The DA-VINCIS Task at IberLEF 2023

An open challenge to develop multimodal models to detect violent incidents on Twitter. The task has two tracks:

violent event identification and
violent event category recognition.

This presentation describes our solution system for the (i) track using only text-based features. More particularly, we used our EvoMSA framework (Graff et al. 2020).

Our appproach

Since we focus on text messages, violent event identification can be seen as a text classification task.

Given the content of a tweet written in natural language, our model must identify whenever a violent event is mentioned.

Our approach: EvoMSA 2.0

Our representations

Sparse bag of words (SBOW)
Dense bag of words (DBOW)

Sparse bag of words

The text is preprocessed and tokenized, then each token \(t\) is associated with a vector \(\mathbf{v_t} \in \mathbb R^d\) where the \(i\)-th component, i.e., \(\mathbf{v_t}_i\), contains the Inverse-Document-Frequency (IDF) value of the token \(t\) and \(\forall_{j \neq i} \mathbf{v_t}_j=0\).

The set of vectors \(\mathbf V = \{ \mathbf v_t \}\) corresponds to the vocabulary, and there are \(|\mathbf V| = d\) different tokens in the vocabulary.

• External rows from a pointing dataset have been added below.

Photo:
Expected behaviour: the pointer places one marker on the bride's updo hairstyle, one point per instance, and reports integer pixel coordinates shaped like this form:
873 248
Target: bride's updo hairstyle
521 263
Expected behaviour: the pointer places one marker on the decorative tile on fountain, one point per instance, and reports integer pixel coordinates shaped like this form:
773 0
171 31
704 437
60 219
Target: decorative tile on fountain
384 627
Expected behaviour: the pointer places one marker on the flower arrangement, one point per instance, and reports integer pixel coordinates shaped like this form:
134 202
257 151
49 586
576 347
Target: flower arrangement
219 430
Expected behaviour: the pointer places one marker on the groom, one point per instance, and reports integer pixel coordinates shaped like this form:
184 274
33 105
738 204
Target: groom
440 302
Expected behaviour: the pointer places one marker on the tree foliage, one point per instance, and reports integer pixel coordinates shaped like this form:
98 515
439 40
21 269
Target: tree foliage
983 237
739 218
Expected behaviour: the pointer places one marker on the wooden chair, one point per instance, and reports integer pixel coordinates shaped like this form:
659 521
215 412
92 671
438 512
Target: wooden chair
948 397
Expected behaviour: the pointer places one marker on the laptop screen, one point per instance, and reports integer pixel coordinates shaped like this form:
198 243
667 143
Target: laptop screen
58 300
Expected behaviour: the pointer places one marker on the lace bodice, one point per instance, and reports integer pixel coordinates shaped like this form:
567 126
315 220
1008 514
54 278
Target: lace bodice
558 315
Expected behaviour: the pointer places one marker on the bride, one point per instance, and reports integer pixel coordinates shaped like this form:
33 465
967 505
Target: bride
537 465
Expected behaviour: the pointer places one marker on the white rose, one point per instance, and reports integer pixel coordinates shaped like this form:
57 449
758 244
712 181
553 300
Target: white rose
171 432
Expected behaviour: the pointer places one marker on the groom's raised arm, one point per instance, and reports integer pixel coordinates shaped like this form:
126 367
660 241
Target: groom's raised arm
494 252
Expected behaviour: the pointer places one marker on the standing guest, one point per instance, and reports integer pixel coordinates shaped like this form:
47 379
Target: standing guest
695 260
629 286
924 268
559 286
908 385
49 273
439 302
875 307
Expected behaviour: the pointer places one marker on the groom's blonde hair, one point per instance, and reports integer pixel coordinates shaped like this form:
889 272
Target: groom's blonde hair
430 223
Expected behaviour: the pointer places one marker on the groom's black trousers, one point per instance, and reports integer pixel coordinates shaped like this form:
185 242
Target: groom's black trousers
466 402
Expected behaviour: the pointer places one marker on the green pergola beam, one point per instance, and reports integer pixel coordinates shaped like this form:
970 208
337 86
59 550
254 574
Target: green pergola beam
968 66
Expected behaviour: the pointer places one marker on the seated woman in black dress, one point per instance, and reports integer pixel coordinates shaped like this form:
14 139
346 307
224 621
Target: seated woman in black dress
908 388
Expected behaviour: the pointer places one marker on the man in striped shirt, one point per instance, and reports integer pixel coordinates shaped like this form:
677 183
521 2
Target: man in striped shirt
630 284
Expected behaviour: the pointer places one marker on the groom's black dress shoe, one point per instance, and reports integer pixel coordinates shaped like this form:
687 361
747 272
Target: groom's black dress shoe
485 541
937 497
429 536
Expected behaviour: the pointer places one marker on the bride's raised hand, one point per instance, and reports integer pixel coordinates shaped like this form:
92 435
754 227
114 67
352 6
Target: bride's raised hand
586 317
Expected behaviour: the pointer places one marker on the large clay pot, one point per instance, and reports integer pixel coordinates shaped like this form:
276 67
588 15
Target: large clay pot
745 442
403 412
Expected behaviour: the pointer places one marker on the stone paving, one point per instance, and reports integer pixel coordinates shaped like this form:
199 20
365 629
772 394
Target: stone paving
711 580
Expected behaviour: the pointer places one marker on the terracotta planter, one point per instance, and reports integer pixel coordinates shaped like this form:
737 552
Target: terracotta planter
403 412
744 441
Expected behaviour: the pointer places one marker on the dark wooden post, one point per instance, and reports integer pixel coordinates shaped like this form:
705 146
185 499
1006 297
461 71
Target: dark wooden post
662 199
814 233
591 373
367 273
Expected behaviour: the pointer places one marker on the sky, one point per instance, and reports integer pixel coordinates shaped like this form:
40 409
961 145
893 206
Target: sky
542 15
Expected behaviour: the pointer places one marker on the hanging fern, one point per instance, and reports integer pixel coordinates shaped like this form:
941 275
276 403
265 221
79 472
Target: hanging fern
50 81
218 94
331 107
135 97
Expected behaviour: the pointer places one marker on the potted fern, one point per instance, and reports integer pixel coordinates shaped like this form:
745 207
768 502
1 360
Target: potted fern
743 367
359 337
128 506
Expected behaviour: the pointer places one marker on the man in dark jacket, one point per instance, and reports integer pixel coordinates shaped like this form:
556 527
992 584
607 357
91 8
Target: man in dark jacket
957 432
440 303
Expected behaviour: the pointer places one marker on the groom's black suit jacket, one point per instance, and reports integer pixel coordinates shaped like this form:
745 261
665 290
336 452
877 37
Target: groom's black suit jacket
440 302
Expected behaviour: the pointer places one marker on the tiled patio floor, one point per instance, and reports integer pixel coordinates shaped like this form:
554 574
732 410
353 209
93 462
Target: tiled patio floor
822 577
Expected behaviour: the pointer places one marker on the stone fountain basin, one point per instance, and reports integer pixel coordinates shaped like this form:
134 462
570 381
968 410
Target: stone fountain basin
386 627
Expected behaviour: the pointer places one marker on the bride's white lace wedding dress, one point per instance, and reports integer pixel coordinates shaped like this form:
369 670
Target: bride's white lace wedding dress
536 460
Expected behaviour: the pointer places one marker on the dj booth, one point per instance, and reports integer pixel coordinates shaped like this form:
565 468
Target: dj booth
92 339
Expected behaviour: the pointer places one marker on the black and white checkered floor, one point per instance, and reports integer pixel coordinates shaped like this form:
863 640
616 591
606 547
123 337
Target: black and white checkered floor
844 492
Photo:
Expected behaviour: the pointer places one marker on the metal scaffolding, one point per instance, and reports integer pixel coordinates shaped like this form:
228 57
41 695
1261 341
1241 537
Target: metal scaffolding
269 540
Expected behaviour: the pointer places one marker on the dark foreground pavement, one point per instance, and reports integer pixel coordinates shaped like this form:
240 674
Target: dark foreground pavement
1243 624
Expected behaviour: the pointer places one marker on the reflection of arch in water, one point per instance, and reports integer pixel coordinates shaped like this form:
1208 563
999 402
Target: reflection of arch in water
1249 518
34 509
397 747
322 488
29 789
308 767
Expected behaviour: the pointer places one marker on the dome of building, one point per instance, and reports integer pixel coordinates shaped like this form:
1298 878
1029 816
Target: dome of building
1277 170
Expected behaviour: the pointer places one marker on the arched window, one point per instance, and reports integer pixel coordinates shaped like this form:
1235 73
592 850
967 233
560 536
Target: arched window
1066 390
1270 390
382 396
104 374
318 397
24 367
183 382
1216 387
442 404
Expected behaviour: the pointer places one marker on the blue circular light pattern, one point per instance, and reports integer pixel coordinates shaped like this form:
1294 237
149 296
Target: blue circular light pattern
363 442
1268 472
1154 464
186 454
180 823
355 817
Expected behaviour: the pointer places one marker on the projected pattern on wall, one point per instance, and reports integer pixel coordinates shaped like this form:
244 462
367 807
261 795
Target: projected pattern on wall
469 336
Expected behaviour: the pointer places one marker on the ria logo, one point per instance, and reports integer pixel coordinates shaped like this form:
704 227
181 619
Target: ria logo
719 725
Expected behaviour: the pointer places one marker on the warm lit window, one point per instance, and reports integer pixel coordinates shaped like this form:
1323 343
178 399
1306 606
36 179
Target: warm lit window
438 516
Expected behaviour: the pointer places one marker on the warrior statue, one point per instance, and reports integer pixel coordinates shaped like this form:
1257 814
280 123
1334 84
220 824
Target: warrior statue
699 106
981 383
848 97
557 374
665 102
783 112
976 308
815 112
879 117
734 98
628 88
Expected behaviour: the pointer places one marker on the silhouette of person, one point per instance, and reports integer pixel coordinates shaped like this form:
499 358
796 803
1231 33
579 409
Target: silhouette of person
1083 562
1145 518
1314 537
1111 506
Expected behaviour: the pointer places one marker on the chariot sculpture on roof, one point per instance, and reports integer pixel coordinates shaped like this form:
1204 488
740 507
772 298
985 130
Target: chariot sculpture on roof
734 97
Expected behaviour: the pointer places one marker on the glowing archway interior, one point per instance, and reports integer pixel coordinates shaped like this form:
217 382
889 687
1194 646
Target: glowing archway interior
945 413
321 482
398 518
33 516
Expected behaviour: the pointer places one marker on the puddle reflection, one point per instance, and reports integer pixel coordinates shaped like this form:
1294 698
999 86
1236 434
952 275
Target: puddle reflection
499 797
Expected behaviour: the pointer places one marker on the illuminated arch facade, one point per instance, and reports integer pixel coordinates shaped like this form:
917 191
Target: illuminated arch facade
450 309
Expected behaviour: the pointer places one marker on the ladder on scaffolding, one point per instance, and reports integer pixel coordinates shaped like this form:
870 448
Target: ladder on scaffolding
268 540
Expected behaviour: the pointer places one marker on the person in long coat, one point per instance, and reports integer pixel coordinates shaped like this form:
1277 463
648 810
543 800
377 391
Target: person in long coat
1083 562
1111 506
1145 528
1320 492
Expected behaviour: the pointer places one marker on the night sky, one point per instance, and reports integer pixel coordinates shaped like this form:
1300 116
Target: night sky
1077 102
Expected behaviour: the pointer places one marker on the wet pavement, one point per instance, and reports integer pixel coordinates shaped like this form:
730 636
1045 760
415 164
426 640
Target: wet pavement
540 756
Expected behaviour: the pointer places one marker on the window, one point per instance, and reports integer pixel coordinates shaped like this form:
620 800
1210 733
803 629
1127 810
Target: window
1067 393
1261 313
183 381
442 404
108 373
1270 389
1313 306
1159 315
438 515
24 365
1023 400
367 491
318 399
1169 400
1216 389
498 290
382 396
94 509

A text is represented by the sequence of its tokens, i.e., \((t_1, t_2, \ldots)\). The text is then vectorized as:

\[ \textsf{sbow}(\text{some text}) = \textsf{sbow}((t_1, t_2, \ldots)) = \frac{\sum_t \mathbf{v_t}}{\lVert \sum_t \mathbf{v_t} \rVert} \]

SBoW

Dense bag of words

In contrast to SBOW, the dense embeddings come from associating each component to the decision value of a text classifier (e.g., based on SBOW) pre-trained on a different collection of tweets.

Without loss of generality, it is assumed that there are \(M\) labeled datasets, each one contains a binary text classification problem.

Construction of the DBOW

For each of these \(M\) binary text classification problems, a SBOW-based classifier is built using a pre-trained SBOW representation and a linear Support Vector Machine (SVM) as the classifier. Consequently, there are \(M\) binary text classifiers, i.e., \((c_1, c_2, \ldots, c_M)\). Additionally, the decision function of \(c_i\) is a value where the sign indicates the class.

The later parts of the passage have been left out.